In January, Fortune reported on a Conference Board worldwide survey of 555 CEOs’ primary concerns. The top issue that keeps U.S. CEOs up at night: the ability to retain and attract top talent (the issue ranked #4 on international concerns).
Closer to home, my colleague, Bill Pusey, and I have been talking with corporate leaders throughout New England about their talent and leadership development needs. Not surprisingly, the concern over talent retention and attraction is a critical issue.
Drilling down on these concerns reveals some interesting dynamics. HR managers express frustration with too little time due to various projects/initiatives and that available training funds are not being used by corporate staff. While the money is budgeted for professional development, the staff doesn’t take advantage.
We’ve also been talking with Ascending Leaders (leaders who know they can perform at a higher level and desire a larger, more strategic impact on their organizations and teams). They note that they are overwhelmed with the pressure of daily tactical operational activities for their teams or business units. They don’t feel they have their managers’ support to take the time for needed professional development.
So there is a disconnect between corporate leadership’s lament over talent and the ability of talented leaders to grow and develop. The question is who’s responsible? Who in the organization needs to ensure that high performing talent gets the required professional development that will entice them to stay and continue to make strong contributions? The CEO? HR? Or is staff expected to take responsibility for their own development?
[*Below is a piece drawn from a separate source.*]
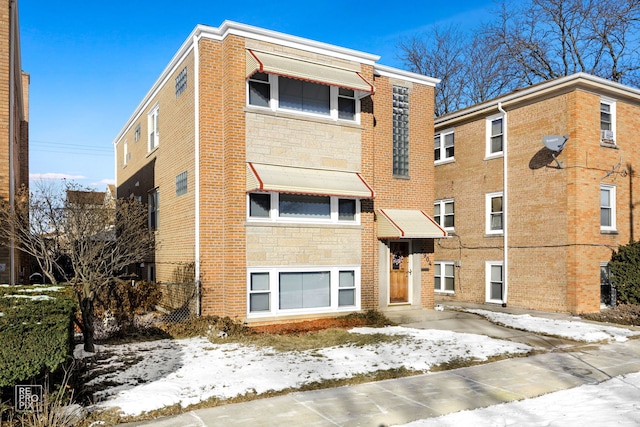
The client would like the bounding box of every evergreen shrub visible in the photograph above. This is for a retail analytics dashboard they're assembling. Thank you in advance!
[609,241,640,304]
The short answer is YES to all the questions. The CEO needs to make sure that everyone in the organization is aware that they are expected to participate in professional development activities, that the necessary funds are available, as well as the programs. CEOs need to hold their direct reports accountable for talent development. That accountability needs to be held down the management line.
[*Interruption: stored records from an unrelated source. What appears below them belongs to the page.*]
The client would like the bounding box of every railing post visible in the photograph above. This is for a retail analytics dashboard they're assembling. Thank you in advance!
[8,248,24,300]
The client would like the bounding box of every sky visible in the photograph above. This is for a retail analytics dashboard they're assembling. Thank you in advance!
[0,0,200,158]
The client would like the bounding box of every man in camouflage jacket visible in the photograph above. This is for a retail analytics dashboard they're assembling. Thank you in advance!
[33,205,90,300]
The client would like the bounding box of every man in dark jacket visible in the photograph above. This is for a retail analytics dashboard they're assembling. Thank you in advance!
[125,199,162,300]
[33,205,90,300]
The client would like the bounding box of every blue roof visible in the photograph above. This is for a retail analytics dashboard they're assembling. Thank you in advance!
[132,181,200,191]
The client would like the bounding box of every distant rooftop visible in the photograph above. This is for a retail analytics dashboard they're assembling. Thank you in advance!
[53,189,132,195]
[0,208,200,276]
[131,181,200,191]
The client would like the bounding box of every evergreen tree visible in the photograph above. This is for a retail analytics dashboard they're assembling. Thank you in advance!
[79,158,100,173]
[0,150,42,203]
HR needs to ensure that staff is aware that funding and programs are available for their development and that the staff is expected to participate in the appropriate programs. HR needs to make sure the staff understands the expectation that professional development is a requirement of career advancement. Furthermore, HR needs to make sure managers and supervisors are responsible for the development of their staffs.
And it’s the responsibility of staff to take advantage of the offerings of their organizations. They need to know that professional development is an expectation for advancement, that programs are available and that they will be allowed — and encouraged — to pursue those programs by their managers and supervisors.
In short, the development of talent is everyone’s job, and it needs to be clear that policies and programs are geared to retaining top talent. A recent Gallup “State of the American Workplace” found that “51% of employees are searching for new jobs or watching for openings”. If the organization falls short, it will lose its top talent to a competitor willing to offer development opportunities.